The Bank of New Zealand has become Microsoft’s second major data centre customer in New Zealand, following Fonterra signing up last July

Microsoft has not yet confirmed precisely when the Auckland data centre will be launched despite announcing its plans in May 2020. The current estimate is for the end of 2022 and the company said it will help BNZ create a custom cloud set up before it migrates it to the new data centre. 

The deal means BNZ will undergo its biggest ever technical migration, moving more than 1,000 of its business and consumer-facing applications to Microsoft’s Azure cloud platform over three years. 

“This gives us the ability to move way more aggressively into the cloud,” BNZ executive general manager Russell Jones told BusinessDesk. He said the deal was part of parent group National Australia Bank’s - NAB - three-year plan to migrate its backend to the cloud.

While there are physical data centres located in NZ, Microsoft is the first among the large global cloud players to confirm plans for an onshore operation, before rivals Amazon, Google and Oracle.

Data residency

Storing sensitive data in offshore data centres can lead to data sovereignty issues, sometimes referred to as data residency. For example, in 2019 the NZ government delayed moving to Microsoft 365 services as it would involve government data being stored in an Australian data centre.

Microsoft was clear it is data residency – the storing of customer data within local borders – its new data centre in NZ will provide.

“It’s about getting the settings right between governance and innovation,” BNZ's Jones said.

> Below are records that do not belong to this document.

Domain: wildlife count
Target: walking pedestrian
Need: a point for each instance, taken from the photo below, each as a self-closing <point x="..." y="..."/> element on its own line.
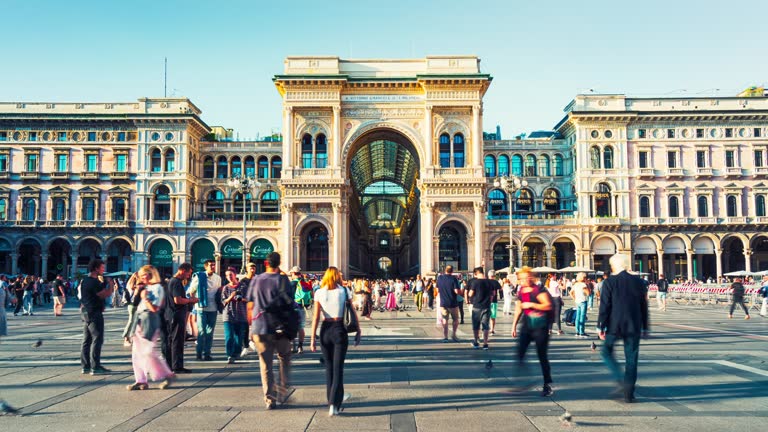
<point x="531" y="312"/>
<point x="330" y="301"/>
<point x="737" y="293"/>
<point x="623" y="315"/>
<point x="93" y="291"/>
<point x="145" y="357"/>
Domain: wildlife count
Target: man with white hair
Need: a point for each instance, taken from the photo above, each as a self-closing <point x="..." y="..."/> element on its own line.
<point x="623" y="315"/>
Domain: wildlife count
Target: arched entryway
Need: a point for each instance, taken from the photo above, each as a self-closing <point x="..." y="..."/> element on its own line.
<point x="59" y="258"/>
<point x="29" y="257"/>
<point x="314" y="242"/>
<point x="452" y="247"/>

“Currently we’re performing much of the physical admin of overseeing multiple data centre operations ourselves, as well as regular security patching. Now our in-house IT teams will be able to focus much more on delivering and deploying new products to market.”

Jones said an onshore data centre would also mean less hesitancy about migrating certain applications to the cloud. There are some apps “we would be less comfortable moving into the cloud when it’s offshore, or our regulator would be less comfortable about them moving.”

He said having BNZ's cloud systems onshore would also improve latency - the time delay between user action and an application's response - that often dogs financial institutions’ legacy systems. It would also allow the firm to deploy new and updated features to customers and employees far faster.

Evolution

Microsoft NZ managing director Vanessa Sorenson told BusinessDesk the local data centre operation is on track to being Microsoft’s most environmentally friendly in the world.

“New Zealand can become the digital nation the rest of the world looks up to," she said. "We can’t wait to accelerate jobs for the future by upskilling and reskilling Kiwis with what we’re building."

“Bloody exciting time,” she added.

Microsoft said the announcement is the latest part of a five-year plan with NAB and BNZ to fully develop what it calls “a multi-cloud ecosystem underpinned by Azure.” 

Multi-cloud architectures are those where companies use products and services from different cloud providers depending on their technological needs. This is in the interests of market parity, but it is often necessary for large firms for their cloud systems to remain versatile in the long term.

“We do some work with the other guys - an important part of our strategy is to avoid supplier lock-in,” BNZ's Jones said.

“We have to manage that, as does the regulator.”

Sorenson said the scalability of a local cloud service will allow BNZ to “consolidate all the innovations it’s already made in digital banking and take advantage of what will be almost limitless capacity”.

There is a significant cost-efficiency attached to cloud services that can flexibly scale according to demand.


This article has been updated to state more than 1,000 applications will be moved in the migration, not 100 as previously stated.